Their style was an extended caricature of the traditional working class labouring hero or the misled boys of the Victorian borstal, it’s classic Brit, when everything is changing, we retrogress. Check shirts, buttoned to the top, Levi’s jeans with precise turn-ups, heavy denim jackets, Crombie wool coats, pea head beanies, Dr Martens boots, shaven heads (sound familiar?). The girls too chose to dress like the blokes, shaving their heads as an emblem of alternative femininity. These young women did not want to run a stable home or express their opinions eloquently and calmly like their mothers, they carried weapons, hung around on the back streets and were living testament to the we “can look after ourselves just as good as you lot” attitude. Although the 1960s was seen as a period of sexual and social liberation for women, mainstream fashion, characterised by the designs of Ossie Clark and the ‘Twiggy’ look still adhered to an image of ultra femininity. In true Skin style, the girls of the movement refuted this completely and their presence within the public sphere could be said to have provided an intro to the escalating androgyny that has persisted in fashion since the ‘80s.

The cyclical nature of style trends is no state secret. With Daisy Lowe fronting the new Dr Martens campaign, the success of This is England ’86 and Britain’s love for anything old school it is no surprise that the Skin style has filtered through to contemporary street fashion. The trend this winter for ankle length rolled jeans, plaid shirts matched with oversized hoodies, denim jackets and Dr Martens boots is certainly reminiscent of the workman Skinhead style, if with a baggier grunge twist.
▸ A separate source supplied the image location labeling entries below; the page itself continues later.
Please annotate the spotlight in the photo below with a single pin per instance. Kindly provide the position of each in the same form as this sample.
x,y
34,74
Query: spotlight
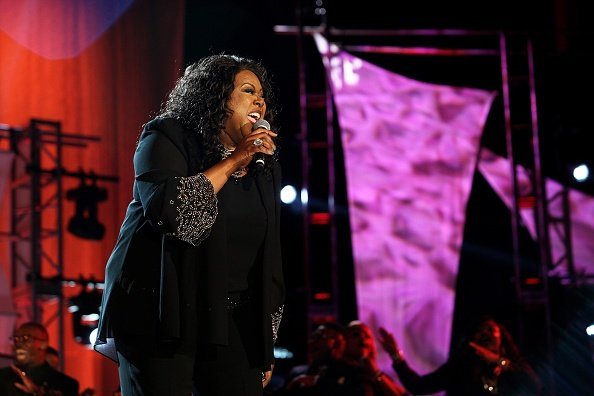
x,y
581,173
85,223
288,194
85,314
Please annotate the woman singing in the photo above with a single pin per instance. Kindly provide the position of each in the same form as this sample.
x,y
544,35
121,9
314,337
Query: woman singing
x,y
194,286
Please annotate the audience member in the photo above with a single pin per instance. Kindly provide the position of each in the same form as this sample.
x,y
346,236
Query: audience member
x,y
486,363
30,374
361,354
325,373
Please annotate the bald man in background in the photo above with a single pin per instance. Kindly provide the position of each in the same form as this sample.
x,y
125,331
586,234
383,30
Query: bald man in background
x,y
30,374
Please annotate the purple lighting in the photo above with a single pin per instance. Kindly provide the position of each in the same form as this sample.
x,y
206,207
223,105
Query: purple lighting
x,y
410,150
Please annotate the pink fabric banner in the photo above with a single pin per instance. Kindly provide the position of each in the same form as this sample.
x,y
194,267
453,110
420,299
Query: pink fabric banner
x,y
410,151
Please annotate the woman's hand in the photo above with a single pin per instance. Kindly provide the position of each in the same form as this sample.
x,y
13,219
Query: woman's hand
x,y
258,141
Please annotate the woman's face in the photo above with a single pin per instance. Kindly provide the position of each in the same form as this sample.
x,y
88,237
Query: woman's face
x,y
246,104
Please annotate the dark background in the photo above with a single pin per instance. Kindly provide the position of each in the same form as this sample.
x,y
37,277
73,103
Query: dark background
x,y
562,29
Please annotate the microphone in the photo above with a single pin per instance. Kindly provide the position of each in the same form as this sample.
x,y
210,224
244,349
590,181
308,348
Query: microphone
x,y
262,123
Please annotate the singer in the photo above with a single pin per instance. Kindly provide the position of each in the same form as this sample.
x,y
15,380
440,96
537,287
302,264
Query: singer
x,y
194,286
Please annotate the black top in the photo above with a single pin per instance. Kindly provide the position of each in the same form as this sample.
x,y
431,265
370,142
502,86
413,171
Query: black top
x,y
44,375
247,221
167,278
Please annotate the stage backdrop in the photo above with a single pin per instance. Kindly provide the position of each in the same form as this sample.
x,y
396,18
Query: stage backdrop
x,y
101,68
410,152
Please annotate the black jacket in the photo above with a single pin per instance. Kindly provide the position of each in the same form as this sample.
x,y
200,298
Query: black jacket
x,y
153,278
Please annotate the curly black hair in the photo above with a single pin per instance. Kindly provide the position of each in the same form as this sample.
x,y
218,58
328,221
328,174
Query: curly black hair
x,y
199,102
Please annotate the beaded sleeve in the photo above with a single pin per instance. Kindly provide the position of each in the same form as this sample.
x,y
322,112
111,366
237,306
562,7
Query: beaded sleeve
x,y
276,319
196,210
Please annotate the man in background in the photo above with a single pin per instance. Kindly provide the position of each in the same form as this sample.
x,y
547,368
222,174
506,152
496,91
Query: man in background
x,y
30,372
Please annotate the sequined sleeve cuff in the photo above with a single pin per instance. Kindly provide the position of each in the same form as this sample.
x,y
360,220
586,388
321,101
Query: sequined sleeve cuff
x,y
196,208
276,319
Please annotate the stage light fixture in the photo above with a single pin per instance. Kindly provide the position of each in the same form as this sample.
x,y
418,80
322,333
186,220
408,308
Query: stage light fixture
x,y
85,313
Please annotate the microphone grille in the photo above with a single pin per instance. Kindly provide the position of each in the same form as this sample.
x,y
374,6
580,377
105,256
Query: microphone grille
x,y
262,123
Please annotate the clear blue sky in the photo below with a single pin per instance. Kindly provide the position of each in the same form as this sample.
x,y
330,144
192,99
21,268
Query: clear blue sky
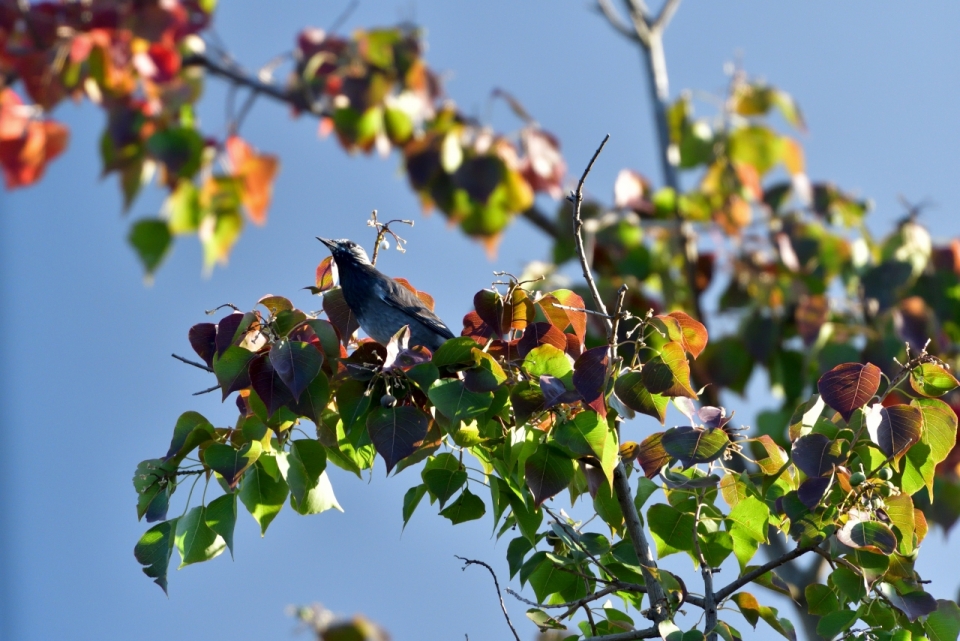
x,y
89,389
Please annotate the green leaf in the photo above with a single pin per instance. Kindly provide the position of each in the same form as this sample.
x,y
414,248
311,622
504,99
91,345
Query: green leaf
x,y
585,435
456,402
944,624
750,517
411,500
195,540
297,363
467,507
443,476
184,439
221,517
693,445
872,536
397,432
836,622
456,351
548,360
231,463
632,392
937,438
263,491
929,379
672,529
548,471
154,549
821,600
668,373
231,370
152,240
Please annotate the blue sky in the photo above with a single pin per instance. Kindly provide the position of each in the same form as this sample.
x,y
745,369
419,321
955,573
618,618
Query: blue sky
x,y
89,388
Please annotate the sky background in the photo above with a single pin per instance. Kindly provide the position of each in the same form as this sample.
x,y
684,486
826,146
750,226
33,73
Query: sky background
x,y
89,389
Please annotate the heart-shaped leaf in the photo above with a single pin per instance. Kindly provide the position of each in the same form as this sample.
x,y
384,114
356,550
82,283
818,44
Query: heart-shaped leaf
x,y
849,386
396,432
231,463
692,445
548,472
816,455
669,372
296,363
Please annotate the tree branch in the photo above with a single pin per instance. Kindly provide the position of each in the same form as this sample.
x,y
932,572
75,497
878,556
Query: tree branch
x,y
503,606
728,590
194,363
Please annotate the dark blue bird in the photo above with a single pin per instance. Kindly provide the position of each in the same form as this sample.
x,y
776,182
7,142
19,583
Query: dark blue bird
x,y
382,305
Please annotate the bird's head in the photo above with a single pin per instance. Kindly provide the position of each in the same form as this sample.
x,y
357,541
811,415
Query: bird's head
x,y
346,251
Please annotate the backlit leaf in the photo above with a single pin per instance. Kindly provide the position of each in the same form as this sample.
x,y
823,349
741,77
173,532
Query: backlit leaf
x,y
849,386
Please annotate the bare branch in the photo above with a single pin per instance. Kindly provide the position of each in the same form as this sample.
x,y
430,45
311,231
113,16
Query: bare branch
x,y
728,590
606,8
666,15
194,363
577,199
503,606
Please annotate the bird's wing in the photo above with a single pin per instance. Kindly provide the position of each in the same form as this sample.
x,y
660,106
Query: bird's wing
x,y
401,298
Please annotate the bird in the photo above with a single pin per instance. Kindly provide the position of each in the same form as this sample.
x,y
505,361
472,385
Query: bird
x,y
380,304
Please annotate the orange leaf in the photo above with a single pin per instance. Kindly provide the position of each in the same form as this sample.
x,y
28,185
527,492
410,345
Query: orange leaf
x,y
258,172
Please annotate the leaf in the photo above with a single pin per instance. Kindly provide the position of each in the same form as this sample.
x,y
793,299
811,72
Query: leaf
x,y
944,624
195,541
263,491
590,377
456,402
750,517
297,363
411,500
397,432
548,471
231,463
152,239
668,373
652,456
821,600
221,517
232,369
672,529
184,440
202,337
871,536
693,445
895,429
443,476
339,313
467,507
154,549
268,385
929,379
816,455
937,438
913,604
836,622
456,351
849,386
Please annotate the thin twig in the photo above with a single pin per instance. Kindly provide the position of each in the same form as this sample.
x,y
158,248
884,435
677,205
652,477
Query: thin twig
x,y
735,585
208,390
503,606
577,199
194,363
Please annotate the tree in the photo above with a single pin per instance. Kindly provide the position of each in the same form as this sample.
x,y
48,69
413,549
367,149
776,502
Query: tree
x,y
903,281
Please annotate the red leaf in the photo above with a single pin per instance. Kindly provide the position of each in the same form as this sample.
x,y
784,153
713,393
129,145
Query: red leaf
x,y
590,377
849,386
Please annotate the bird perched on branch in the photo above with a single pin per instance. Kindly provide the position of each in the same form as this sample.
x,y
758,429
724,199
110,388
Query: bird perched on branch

Of course that doesn’t mean if you strap on a pair of DMs and a check shirt you’re trying directly to be a Skin and importantly the people wearing the clothes have drastically changed (I don’t think a St Martin’s student, partial to blogging and Thursday nights in Dalston would have quite fitted in with the Petticoat Lane Skins of ’69). The reason for the styles persistence is perhaps tied up within a distinctly British ethic, nostalgia. We continually re-imagine and re-appropriate the past through our present style, whether its modeling yourself on Rayenne Graff in My so-called life, or on the image of the 1960s Skinhead, out of fashion will inevitability be in, authentic will always be prized above the re-made and Britain will always look to the past.